UAB Study Compares Trauma Care, Other Specialties for Malpractice Risk

UAB Synopsis, Vol. 27, No. 17, May 5, 2008

Dr. RueA UAB Trauma Center research team has refuted the perception that trauma care is a higher medicolegal risk than other surgical and medical specialties. As reported in the The Journal of Trauma: Injury, Infection, and Critical Care (2008;64[3]:607-613), the group looked at all potentially compensable medical events and actual lawsuits that occurred between 2003 and 2006 at one academic medical institution.

For each of the 13 services studied, the number of events per capita and length of stay was calculated. Among the medical and surgical specialties considered, there were 194 total events, 183,392 patients seen, and 757,880 days of hospitalization. “The trauma service had the fewest events and lawsuits per 10,000 patient-days and ranked 10th on a per capita basis, 11th for lawsuits, and 9th in total estimated cost,” senior author and Trauma Center Director Loring W. Rue III, MD, says.

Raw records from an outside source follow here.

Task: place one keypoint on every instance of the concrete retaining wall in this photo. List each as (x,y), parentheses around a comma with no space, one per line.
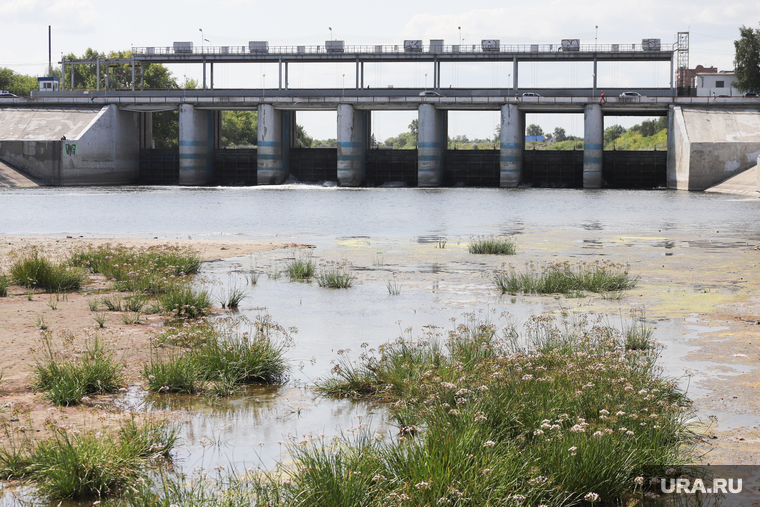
(709,146)
(105,151)
(39,159)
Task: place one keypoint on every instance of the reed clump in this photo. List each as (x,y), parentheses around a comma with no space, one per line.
(335,275)
(301,267)
(87,464)
(32,270)
(5,282)
(69,374)
(494,245)
(152,270)
(554,413)
(565,278)
(219,356)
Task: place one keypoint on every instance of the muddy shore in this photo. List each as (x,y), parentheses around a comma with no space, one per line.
(707,284)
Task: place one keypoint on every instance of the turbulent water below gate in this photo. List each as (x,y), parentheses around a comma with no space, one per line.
(387,235)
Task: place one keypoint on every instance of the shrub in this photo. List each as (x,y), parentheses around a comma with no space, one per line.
(32,270)
(492,245)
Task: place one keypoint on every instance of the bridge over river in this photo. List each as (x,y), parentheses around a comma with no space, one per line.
(104,136)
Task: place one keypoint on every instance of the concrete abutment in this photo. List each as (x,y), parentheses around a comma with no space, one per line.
(353,139)
(432,140)
(593,146)
(276,136)
(512,145)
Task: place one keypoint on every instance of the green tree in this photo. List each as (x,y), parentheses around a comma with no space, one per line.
(534,130)
(747,60)
(240,128)
(302,139)
(17,84)
(613,133)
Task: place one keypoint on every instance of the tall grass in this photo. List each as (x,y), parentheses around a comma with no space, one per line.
(335,275)
(32,270)
(185,301)
(4,284)
(498,245)
(66,378)
(152,270)
(78,464)
(222,356)
(565,278)
(302,267)
(548,415)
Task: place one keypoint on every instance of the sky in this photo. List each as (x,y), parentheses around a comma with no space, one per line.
(106,26)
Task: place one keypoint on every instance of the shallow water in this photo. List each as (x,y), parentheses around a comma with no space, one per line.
(388,235)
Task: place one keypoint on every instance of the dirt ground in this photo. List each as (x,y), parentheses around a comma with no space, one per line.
(705,281)
(22,313)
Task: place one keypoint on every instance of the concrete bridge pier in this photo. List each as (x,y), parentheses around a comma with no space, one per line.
(196,145)
(276,136)
(593,146)
(431,145)
(512,143)
(146,131)
(353,134)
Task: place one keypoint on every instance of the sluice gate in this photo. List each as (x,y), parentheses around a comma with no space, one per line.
(462,168)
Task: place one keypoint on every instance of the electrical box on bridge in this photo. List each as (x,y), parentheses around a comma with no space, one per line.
(334,46)
(489,44)
(650,44)
(412,46)
(571,44)
(183,47)
(258,46)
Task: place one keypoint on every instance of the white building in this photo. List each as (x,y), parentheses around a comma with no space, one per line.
(721,84)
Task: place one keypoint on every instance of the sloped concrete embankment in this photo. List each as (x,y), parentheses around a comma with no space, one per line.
(77,146)
(708,146)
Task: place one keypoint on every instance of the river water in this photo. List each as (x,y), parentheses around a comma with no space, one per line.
(388,236)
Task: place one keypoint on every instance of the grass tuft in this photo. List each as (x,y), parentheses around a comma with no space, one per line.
(335,275)
(79,464)
(302,267)
(67,378)
(32,270)
(218,356)
(543,416)
(565,278)
(5,282)
(497,245)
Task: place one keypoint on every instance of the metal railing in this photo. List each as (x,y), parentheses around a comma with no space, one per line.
(464,48)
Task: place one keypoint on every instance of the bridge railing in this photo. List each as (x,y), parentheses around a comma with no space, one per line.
(464,48)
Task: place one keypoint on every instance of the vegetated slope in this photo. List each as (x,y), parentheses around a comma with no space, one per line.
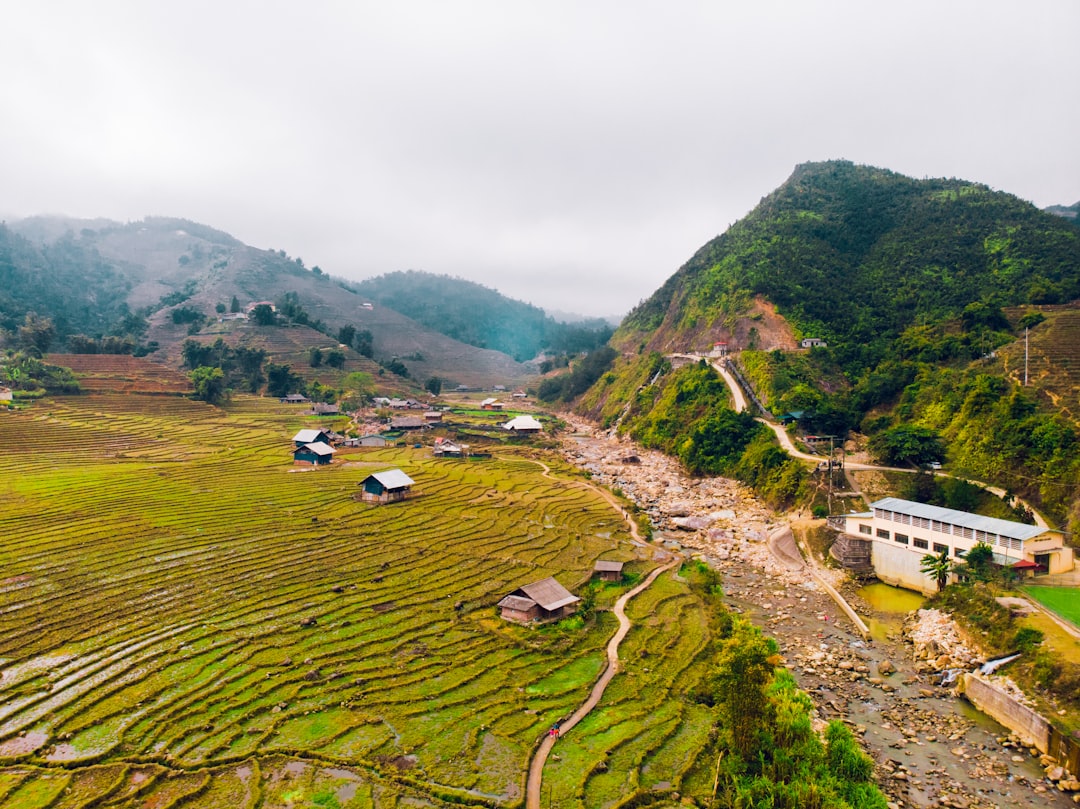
(854,255)
(480,315)
(65,280)
(169,263)
(1071,213)
(122,374)
(907,281)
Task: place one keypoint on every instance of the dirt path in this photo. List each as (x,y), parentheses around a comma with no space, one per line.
(634,531)
(536,768)
(788,446)
(930,747)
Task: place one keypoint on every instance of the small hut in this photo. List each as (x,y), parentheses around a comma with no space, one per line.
(523,425)
(387,487)
(316,454)
(607,570)
(541,601)
(311,436)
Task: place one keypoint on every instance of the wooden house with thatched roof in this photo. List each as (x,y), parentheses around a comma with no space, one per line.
(607,570)
(541,601)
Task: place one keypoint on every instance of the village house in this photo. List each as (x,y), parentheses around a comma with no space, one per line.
(407,422)
(316,454)
(541,601)
(523,425)
(447,448)
(386,487)
(311,436)
(894,536)
(607,570)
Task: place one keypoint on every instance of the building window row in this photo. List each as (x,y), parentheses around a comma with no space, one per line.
(957,530)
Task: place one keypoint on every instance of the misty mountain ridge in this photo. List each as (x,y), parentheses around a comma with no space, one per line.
(99,278)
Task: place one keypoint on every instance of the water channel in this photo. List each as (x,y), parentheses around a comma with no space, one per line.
(890,605)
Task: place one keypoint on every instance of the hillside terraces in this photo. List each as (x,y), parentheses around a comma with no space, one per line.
(1053,359)
(292,346)
(174,592)
(122,374)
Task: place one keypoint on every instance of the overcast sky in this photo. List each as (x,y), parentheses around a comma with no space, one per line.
(572,154)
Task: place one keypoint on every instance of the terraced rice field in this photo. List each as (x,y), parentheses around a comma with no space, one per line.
(1053,361)
(122,374)
(188,619)
(646,736)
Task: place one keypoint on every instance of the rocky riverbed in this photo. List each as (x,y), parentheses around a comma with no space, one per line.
(930,747)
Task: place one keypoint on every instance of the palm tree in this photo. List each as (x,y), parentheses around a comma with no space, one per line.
(937,566)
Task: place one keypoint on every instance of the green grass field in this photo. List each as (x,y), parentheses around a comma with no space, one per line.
(1063,601)
(188,618)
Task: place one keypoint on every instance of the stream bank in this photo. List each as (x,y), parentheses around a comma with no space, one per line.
(930,749)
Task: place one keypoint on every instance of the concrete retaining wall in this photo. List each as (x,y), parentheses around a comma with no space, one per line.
(896,565)
(1021,719)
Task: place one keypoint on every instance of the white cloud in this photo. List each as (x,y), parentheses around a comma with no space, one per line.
(527,146)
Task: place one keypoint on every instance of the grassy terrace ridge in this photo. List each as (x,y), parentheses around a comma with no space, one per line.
(162,556)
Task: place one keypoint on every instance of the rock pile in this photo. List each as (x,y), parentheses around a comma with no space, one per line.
(936,642)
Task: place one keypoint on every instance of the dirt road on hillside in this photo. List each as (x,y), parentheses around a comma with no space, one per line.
(929,747)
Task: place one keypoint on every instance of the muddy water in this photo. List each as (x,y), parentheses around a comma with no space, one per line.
(890,605)
(930,749)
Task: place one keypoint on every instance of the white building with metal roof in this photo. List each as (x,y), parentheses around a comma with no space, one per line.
(898,534)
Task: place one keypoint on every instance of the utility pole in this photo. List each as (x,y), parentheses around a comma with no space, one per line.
(1026,331)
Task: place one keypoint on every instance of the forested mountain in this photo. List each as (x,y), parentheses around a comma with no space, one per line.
(161,280)
(1068,212)
(65,280)
(918,287)
(480,315)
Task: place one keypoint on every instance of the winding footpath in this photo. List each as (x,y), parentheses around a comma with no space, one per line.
(739,400)
(536,768)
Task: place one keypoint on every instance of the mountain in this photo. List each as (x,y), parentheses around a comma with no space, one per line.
(1068,212)
(921,291)
(165,272)
(482,317)
(854,255)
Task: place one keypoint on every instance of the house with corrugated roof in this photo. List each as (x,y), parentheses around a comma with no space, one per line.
(385,487)
(541,601)
(318,453)
(607,570)
(894,536)
(523,425)
(311,436)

“Medical malpractice plays an important role in physicians’ decisions to pursue or remain in certain presumed high-risk specialties such as trauma surgery, despite little evidence suggesting an elevated malpractice risk,” Dr. Rue says. “Although our results have some limitations, they refute the perception that trauma care carries a higher medicolegal risk. This mistaken observation should not be cited as a disincentive for surgeons to provide trauma care.”

Coauthors are lead author Gerald McGwin Jr, MS, PhD; S. LeeAnn Wilson, BS; Jeannine C. Bailes, CIC, ARM; and Patricia Pritchett, BSN, JD.